Auf der Iffa haben Sie als Weltpremiere die Tiefziehmaschinenrange der F-Serie vorgestellt. Inwiefern setzen diese Anlagen neue Maßstäbe?
Dangel: Als Beispiel haben wir das Modell F6 ausgestellt, eines von aktuell drei Modell-Varianten. Unsere Thermoformer der F-Serie sind das Ergebnis einer völlig neuen Konstruktionsidee. Wir haben uns bewusst gegen eine evolutionäre Weiterentwicklung bestehender Lösungen entschieden und stattdessen eine komplette Neukonzeption gewagt. Das hat uns ermöglicht, bremsende Altlasten zu eliminieren und eine Tiefziehanlage zu entwickeln, die modernste Anforderungen erfüllt. Mit mehr als zwei Jahrzehnten Erfahrung im Thermoform-Segment konnten wir branchenübliche sogenannte „Standards“ kritisch hinterfragen. Ein Beispiel: Das Einschrauben von kalten Siegelplatten in warme Oberwerkzeuge beim Formatwechsel ist in der Branche zwar gängig, aber für den Prozess unter den Grundsätzen der Materialkunde nicht empfehlenswert. Wir haben uns stattdessen im genannten Fall für ein vollständiges Wechseln des Siegeloberwerkzeugs entschieden. Dies bedeutet zwar zunächst eine höhere kalkulierbare Einstiegsinvestition, ist aber langfristig in der ganzheitlichen Betrachtung die weitaus wirtschaftlichere Lösung, weil Kostenstrukturen für Wartung und Unterhalt im sehr planbaren Rahmen bleiben. Das innovative Werkzeugwechselsystem sorgt für eine deutliche Reduzierung der Stillstandzeiten und erhöht damit die Verfügbarkeit der Anlagen. Darüber hinaus stand Flexibilität im Fokus unserer Entwicklungsarbeit: Anwender können mit geringem Aufwand nahezu ohne Hilfswerkzeuge auf verschiedene Verpackungsformate und Materialien umstellen. Unser Motto lautet plug&pack statt set&adjust.

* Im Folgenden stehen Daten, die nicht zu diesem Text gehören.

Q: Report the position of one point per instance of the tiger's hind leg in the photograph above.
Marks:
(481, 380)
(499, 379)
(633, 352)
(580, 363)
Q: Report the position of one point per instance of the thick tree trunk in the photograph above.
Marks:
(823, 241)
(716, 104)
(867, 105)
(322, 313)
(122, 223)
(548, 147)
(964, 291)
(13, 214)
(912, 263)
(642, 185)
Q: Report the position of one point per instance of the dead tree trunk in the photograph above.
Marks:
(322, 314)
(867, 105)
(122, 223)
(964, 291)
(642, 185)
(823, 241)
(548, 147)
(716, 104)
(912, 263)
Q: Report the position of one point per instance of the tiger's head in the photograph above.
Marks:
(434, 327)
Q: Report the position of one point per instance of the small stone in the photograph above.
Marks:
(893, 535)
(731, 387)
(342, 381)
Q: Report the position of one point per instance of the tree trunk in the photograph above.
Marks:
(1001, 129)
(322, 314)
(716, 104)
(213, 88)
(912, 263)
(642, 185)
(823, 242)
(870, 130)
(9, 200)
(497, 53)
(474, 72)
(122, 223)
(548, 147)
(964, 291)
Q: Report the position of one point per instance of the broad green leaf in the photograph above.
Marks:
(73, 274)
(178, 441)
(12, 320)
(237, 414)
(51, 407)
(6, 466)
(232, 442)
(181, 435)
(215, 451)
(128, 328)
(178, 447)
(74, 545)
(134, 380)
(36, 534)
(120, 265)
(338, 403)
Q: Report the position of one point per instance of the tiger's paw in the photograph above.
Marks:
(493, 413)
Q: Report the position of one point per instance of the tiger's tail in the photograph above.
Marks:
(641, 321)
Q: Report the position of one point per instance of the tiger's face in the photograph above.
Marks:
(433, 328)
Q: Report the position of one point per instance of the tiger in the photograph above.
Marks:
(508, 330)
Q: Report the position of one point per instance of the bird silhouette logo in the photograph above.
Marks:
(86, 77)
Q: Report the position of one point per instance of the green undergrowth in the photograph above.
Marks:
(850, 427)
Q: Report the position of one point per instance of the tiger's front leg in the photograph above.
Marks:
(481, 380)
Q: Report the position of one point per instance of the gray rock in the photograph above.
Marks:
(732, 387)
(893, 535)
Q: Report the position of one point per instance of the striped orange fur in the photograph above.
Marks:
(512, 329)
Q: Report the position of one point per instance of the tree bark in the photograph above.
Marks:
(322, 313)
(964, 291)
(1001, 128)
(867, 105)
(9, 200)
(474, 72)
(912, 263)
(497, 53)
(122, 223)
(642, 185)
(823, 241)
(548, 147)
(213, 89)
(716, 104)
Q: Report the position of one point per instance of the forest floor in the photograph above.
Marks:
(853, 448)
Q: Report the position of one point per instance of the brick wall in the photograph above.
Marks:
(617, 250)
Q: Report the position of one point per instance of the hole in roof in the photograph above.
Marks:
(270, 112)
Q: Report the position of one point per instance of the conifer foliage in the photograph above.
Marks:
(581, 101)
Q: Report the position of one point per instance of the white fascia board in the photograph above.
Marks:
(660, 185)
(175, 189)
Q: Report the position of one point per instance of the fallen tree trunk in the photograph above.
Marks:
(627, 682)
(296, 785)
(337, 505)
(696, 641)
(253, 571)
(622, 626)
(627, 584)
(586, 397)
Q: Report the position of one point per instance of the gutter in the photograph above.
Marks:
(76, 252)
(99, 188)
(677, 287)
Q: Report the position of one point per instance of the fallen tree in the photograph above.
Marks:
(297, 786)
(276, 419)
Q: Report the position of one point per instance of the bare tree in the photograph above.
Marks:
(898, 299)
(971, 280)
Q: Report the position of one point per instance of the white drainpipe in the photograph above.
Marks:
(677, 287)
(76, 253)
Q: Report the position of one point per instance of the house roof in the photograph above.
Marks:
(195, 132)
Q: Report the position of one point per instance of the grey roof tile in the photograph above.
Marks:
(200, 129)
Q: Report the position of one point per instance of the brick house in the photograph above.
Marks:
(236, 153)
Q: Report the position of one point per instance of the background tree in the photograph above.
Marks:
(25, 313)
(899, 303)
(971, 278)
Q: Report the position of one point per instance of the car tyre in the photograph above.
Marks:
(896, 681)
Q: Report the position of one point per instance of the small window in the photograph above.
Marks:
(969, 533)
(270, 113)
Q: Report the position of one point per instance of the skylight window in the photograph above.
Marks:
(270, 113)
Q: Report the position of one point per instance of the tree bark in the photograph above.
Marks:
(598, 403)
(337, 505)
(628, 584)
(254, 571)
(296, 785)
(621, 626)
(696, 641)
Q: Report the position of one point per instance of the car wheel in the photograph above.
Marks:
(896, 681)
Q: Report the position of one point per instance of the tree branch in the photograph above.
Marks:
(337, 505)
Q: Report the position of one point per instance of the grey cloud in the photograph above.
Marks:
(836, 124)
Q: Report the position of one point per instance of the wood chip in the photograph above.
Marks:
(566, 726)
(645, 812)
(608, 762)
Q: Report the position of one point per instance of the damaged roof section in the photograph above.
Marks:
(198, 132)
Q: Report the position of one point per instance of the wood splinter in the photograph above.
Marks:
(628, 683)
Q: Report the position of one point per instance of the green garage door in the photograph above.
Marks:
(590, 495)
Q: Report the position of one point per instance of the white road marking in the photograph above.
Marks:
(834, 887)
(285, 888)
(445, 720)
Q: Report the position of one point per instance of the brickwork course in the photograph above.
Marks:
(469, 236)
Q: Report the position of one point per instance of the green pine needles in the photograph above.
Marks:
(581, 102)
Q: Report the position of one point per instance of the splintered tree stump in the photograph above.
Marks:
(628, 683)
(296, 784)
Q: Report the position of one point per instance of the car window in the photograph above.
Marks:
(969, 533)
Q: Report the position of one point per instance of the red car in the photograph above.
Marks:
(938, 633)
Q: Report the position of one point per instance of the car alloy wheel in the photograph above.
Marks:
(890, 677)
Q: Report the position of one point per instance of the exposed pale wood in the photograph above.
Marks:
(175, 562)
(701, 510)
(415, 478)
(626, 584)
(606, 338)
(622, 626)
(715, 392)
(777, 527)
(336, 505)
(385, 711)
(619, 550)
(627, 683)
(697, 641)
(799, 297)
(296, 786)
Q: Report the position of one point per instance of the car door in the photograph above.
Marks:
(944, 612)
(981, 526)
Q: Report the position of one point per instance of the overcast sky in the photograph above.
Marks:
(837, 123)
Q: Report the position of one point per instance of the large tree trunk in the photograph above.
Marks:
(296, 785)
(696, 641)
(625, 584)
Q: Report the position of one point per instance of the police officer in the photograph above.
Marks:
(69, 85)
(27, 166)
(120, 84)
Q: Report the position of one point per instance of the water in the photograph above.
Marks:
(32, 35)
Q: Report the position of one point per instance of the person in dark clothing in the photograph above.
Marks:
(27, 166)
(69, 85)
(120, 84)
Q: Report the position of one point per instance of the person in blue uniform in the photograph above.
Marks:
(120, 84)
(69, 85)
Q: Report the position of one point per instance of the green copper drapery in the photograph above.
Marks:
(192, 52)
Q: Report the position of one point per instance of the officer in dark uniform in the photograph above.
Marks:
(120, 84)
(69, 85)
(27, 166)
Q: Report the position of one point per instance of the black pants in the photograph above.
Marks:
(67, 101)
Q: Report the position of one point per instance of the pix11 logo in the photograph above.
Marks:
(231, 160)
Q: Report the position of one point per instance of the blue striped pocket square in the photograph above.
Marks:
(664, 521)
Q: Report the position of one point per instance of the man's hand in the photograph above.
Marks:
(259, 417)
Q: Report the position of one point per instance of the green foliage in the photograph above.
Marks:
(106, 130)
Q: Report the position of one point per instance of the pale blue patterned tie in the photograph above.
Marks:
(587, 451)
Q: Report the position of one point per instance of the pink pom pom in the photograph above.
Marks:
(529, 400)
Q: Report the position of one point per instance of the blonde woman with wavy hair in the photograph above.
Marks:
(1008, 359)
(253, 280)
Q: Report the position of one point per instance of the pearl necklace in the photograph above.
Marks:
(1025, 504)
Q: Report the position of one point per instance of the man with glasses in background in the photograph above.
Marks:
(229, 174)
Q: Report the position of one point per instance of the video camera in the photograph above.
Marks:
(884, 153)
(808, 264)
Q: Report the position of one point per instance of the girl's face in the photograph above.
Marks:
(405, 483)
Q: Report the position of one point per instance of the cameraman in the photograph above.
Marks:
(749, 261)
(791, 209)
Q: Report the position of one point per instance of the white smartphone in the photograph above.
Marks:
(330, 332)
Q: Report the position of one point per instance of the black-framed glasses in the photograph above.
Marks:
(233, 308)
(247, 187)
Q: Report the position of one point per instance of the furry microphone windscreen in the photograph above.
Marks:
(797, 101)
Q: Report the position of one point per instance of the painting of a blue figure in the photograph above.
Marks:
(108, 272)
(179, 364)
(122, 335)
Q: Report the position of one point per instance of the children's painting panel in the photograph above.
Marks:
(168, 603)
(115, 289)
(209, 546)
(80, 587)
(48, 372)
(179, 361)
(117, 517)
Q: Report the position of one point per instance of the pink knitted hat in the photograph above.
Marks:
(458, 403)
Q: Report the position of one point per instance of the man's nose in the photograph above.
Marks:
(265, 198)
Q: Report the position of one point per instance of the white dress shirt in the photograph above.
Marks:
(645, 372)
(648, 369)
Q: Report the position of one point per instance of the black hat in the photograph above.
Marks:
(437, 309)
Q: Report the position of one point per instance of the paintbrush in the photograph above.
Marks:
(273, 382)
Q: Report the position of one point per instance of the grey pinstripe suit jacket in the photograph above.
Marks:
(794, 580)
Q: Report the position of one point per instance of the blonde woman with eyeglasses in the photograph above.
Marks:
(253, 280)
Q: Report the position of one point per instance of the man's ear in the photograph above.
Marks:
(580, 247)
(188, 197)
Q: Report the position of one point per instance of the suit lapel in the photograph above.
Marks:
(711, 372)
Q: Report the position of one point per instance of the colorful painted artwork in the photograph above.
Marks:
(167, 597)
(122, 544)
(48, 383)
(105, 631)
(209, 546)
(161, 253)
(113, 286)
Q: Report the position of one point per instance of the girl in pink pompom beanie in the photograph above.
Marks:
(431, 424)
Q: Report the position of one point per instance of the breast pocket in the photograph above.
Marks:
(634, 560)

Unser Motto lautet plug&pack statt set&adjust. Deshalb stand stand Flexibilität im Fokus unserer Entwicklungsarbeit bei der F-Serie.
Stefan Dangel Vertriebs- und Marketingleiter Sealpac
Was konnten Sie bei der Anlagenserie noch verbessern?
Dangel: Ein wesentliches Merkmal der neuen F-Serie ist die energieeffiziente Steuerung der Heiz- und Kühlsysteme. Durch optimierte Prozessabläufe konnten wir den Energieverbrauch signifikant reduzieren. Zudem ermöglicht die Steuerungstechnologie die präzise Prozessüberwachung. Dadurch werden Maschinenstillstände reduziert und Wartungsarbeiten lassen sich vorausschauend planen. Außerdem war uns die Bedienfreundlichkeit der Anlage besonders wichtig. Mit einer intuitiven Benutzeroberfläche und erweiterten Automatisierungsfunktionen erleichtern wir Anwendern den Maschinenbetrieb und reduzieren den Schulungsaufwand für das Personal.
Die Einführung der F-Serie markiert auch einen Übergang von Ihrer bisherigen Partnerschaft im Thermoform-Bereich, die zukünftig auslaufen wird. Wie sollen die Geschäftsaktivitäten im Tiefziehbereich fortgeführt werden?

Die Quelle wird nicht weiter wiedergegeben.